A manual failover is a special kind of failover that is usually executed when there are no actual failures, but we wish to swap the current master with one of its slaves (which is the node we send the command to), in a safe way, without any window for data loss. It works in the following way:

  1. The slave tells the master to stop processing queries from clients.
  2. The master replies to the slave with the current replication offset.
  3. The slave waits for the replication offset to match on its side, to make sure it processed all the data from the master before it continues.
  4. The slave starts a failover, obtains a new configuration epoch from the majority of the masters, and broadcast the new configuration.
  5. The old master receives the configuration update: unblocks its clients and start replying with redirection messages so that they’ll continue the chat with the new master.

This way clients are moved away from the old master to the new master atomically and only when the slave that is turning in the new master processed all the replication stream from the old master.

FORCE option: manual failover when the master is down

The command behavior can be modified by two options: FORCE and TAKEOVER.

If the FORCE option is given, the slave does not perform any handshake with the master, that may be not reachable, but instead just starts a failover ASAP starting from point 4. This is useful when we want to start a manual failover while the master is no longer reachable.

However using FORCE we still need the majority of masters to be available in order to authorize the failover and generate a new configuration epoch for the slave that is going to become master.

TAKEOVER option: manual failover without cluster consensus

There are situations where this is not enough, and we want a slave to failover without any agreement with the rest of the cluster. A real world use case for this is to mass promote slaves in a different data center to masters in order to perform a data center switch, while all the masters are down or partitioned away.

The TAKEOVER option implies everything FORCE implies, but also does not uses any cluster authorization in order to failover. A slave receiving CLUSTER FAILOVER TAKEOVER will instead:

  1. Generate a new configEpoch unilaterally, just taking the current greatest epoch available and incrementing it if its local configuration epoch is not already the greatest.
  2. Assign itself all the hash slots of its master, and propagate the new configuration to every node which is reachable ASAP, and eventually to every other node.

Note that TAKEOVER violates the last-failover-wins principle of Redis Cluster, since the configuration epoch generated by the slave violates the normal generation of configuration epochs in several ways:

  1. There is no guarantee that it is actually the higher configuration epoch, since, for example, we can use the TAKEOVER option within a minority, nor any message exchange is performed to generate the new configuration epoch.
  2. If we generate a configuration epoch which happens to collide with another instance, eventually our configuration epoch, or the one of another instance with our same epoch, will be moved away using the configuration epoch collision resolution algorithm.

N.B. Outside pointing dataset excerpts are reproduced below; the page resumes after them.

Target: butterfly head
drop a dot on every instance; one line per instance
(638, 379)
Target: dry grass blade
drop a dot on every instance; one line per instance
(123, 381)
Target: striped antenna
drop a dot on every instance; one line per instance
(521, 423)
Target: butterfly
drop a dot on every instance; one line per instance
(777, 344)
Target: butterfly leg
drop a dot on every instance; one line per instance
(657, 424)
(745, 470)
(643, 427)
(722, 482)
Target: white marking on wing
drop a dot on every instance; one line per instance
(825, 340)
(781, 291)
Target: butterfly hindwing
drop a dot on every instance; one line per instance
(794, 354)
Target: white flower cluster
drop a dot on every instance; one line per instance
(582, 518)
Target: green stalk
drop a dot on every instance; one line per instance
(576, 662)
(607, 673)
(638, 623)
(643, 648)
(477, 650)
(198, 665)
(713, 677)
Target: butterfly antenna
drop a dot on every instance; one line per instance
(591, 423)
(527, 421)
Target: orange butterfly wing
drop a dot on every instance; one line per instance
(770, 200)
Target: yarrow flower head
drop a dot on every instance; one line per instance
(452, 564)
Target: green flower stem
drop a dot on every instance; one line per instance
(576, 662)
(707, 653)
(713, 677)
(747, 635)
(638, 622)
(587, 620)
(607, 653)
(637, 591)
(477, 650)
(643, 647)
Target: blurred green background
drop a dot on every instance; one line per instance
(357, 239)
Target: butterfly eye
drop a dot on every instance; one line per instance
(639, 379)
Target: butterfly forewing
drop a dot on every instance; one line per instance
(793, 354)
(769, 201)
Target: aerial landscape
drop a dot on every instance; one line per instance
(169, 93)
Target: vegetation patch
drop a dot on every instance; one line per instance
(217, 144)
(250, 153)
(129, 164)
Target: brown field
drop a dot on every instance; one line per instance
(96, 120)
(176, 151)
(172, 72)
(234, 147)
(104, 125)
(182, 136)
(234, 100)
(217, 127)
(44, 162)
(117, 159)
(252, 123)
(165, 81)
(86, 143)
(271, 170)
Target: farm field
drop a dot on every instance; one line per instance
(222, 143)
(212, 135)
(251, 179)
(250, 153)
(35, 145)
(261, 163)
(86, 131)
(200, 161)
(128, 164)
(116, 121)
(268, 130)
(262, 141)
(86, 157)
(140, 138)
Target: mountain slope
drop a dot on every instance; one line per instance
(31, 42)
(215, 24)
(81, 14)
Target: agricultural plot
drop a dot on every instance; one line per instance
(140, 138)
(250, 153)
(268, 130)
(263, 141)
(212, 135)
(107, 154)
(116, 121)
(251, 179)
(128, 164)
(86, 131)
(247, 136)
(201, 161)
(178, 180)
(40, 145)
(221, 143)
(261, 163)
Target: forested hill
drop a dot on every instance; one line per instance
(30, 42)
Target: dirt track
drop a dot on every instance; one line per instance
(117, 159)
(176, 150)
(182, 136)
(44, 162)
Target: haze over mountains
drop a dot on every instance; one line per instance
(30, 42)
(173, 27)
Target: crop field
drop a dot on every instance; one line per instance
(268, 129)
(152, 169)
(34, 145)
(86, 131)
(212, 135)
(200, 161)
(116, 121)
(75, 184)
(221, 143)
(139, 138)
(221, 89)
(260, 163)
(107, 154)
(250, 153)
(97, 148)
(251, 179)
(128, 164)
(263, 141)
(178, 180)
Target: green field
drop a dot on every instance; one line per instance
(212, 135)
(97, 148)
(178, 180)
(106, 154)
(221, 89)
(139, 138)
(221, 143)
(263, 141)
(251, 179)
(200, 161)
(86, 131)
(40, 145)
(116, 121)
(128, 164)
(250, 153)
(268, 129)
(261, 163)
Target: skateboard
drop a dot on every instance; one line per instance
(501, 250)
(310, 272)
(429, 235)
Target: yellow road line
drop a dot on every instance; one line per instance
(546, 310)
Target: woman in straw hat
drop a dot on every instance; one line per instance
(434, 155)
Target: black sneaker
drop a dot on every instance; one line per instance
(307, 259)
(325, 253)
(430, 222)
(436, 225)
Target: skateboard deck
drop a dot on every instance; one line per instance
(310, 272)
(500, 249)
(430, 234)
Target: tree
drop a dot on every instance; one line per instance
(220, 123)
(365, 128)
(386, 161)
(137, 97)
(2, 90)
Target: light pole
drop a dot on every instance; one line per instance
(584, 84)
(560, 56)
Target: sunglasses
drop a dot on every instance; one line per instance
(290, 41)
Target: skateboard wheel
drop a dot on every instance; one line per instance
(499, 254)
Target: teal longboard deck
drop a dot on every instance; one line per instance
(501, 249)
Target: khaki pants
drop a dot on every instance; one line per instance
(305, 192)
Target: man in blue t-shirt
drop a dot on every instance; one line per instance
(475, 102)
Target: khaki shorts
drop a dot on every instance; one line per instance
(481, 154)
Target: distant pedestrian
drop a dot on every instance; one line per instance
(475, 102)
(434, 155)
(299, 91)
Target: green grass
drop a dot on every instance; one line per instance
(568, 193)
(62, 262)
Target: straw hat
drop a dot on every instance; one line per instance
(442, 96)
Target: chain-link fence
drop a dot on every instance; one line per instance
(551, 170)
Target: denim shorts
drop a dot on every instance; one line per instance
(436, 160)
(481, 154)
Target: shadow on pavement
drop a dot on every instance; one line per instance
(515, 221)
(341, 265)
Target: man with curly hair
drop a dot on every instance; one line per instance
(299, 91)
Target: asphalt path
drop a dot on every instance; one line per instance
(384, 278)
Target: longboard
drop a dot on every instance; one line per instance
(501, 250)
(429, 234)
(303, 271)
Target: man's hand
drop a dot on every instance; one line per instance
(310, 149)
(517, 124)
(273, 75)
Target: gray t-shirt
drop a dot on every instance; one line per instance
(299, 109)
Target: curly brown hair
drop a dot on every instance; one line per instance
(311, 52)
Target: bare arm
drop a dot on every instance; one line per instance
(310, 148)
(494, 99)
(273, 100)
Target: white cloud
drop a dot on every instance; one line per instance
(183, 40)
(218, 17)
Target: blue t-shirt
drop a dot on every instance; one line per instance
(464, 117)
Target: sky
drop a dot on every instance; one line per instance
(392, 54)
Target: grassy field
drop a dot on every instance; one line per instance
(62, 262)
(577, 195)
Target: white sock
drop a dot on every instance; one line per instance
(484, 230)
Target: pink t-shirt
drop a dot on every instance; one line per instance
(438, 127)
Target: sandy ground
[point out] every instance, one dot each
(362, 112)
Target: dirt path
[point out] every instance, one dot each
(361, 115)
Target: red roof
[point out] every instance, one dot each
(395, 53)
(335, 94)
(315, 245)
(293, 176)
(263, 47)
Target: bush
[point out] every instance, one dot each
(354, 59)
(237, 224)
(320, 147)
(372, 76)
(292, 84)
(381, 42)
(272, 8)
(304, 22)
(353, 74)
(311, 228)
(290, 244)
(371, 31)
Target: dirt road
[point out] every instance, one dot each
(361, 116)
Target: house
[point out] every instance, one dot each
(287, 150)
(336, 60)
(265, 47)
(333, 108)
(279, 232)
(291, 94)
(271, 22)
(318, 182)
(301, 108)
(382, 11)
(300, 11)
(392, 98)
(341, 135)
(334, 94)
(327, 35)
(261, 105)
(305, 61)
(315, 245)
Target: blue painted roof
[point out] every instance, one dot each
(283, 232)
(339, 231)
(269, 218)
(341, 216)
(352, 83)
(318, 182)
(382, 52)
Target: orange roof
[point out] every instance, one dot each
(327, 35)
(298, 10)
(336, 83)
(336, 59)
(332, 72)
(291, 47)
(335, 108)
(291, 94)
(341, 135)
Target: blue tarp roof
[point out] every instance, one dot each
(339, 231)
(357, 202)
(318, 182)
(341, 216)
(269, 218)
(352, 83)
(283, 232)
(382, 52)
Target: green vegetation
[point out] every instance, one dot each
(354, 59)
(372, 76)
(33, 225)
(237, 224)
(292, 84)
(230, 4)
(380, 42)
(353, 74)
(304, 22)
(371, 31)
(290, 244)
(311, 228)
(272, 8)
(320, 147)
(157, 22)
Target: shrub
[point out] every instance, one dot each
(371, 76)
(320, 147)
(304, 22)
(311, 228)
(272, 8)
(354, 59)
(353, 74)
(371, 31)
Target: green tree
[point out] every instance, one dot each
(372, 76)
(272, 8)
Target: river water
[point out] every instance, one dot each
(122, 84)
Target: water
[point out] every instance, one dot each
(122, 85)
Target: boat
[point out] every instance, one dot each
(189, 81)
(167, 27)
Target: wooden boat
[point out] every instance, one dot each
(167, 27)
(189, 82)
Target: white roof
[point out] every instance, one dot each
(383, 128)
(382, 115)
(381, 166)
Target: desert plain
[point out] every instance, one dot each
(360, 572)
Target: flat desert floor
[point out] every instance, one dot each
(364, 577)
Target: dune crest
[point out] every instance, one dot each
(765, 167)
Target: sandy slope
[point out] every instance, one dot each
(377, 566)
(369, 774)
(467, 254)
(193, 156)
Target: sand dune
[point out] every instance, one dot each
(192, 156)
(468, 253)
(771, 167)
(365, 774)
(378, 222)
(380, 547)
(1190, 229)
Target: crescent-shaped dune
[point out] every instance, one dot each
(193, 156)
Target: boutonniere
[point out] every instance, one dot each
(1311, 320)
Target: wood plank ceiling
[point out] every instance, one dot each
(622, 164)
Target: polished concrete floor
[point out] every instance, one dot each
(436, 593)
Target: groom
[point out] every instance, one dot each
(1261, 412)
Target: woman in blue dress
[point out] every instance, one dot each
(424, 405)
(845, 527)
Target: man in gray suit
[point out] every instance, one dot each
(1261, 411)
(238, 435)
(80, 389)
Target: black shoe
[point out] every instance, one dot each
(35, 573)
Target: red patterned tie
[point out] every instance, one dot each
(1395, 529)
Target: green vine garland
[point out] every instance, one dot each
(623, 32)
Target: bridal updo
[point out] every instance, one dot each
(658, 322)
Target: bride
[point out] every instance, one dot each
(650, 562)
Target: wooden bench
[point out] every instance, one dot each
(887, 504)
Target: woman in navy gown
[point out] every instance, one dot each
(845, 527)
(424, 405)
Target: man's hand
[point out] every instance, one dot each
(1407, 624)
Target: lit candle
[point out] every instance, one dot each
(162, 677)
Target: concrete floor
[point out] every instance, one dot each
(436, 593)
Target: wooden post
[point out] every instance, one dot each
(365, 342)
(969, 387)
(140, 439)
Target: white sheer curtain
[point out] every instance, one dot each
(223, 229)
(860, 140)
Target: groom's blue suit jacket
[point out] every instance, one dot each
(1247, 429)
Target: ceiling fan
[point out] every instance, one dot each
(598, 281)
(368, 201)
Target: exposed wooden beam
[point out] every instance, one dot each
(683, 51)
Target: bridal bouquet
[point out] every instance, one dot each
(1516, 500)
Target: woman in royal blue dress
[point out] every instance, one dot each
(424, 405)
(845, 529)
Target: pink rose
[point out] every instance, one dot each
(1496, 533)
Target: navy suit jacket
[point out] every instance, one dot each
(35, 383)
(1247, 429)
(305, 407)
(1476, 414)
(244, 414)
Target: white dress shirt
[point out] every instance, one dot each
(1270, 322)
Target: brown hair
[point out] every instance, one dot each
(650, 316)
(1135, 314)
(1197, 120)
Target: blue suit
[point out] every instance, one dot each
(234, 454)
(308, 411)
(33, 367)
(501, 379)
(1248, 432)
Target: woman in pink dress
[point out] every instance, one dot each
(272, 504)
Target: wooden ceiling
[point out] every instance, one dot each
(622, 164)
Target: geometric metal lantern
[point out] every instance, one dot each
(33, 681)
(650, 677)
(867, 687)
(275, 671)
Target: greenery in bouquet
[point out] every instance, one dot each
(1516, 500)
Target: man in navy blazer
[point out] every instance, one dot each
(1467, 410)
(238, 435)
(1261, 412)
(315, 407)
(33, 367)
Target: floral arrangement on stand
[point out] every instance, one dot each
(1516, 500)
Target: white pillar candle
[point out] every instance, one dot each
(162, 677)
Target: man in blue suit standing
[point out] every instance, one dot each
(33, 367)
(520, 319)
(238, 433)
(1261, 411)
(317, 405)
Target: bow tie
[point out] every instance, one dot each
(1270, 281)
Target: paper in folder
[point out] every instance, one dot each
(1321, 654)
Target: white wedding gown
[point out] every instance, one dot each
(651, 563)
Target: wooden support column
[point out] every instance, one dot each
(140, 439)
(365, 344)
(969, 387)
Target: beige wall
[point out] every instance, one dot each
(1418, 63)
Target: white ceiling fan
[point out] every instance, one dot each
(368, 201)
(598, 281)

Because of this the TAKEOVER option should be used with care.

Implementation details and notes

CLUSTER FAILOVER, unless the TAKEOVER option is specified, does not execute a failover synchronously, it only schedules a manual failover, bypassing the failure detection stage, so to check if the failover actually happened, CLUSTER NODES or other means should be used in order to verify that the state of the cluster changes after some time the command was sent.

@return

@simple-string-reply: OK if the command was accepted and a manual failover is going to be attempted. An error if the operation cannot be executed, for example if we are talking with a node which is already a master.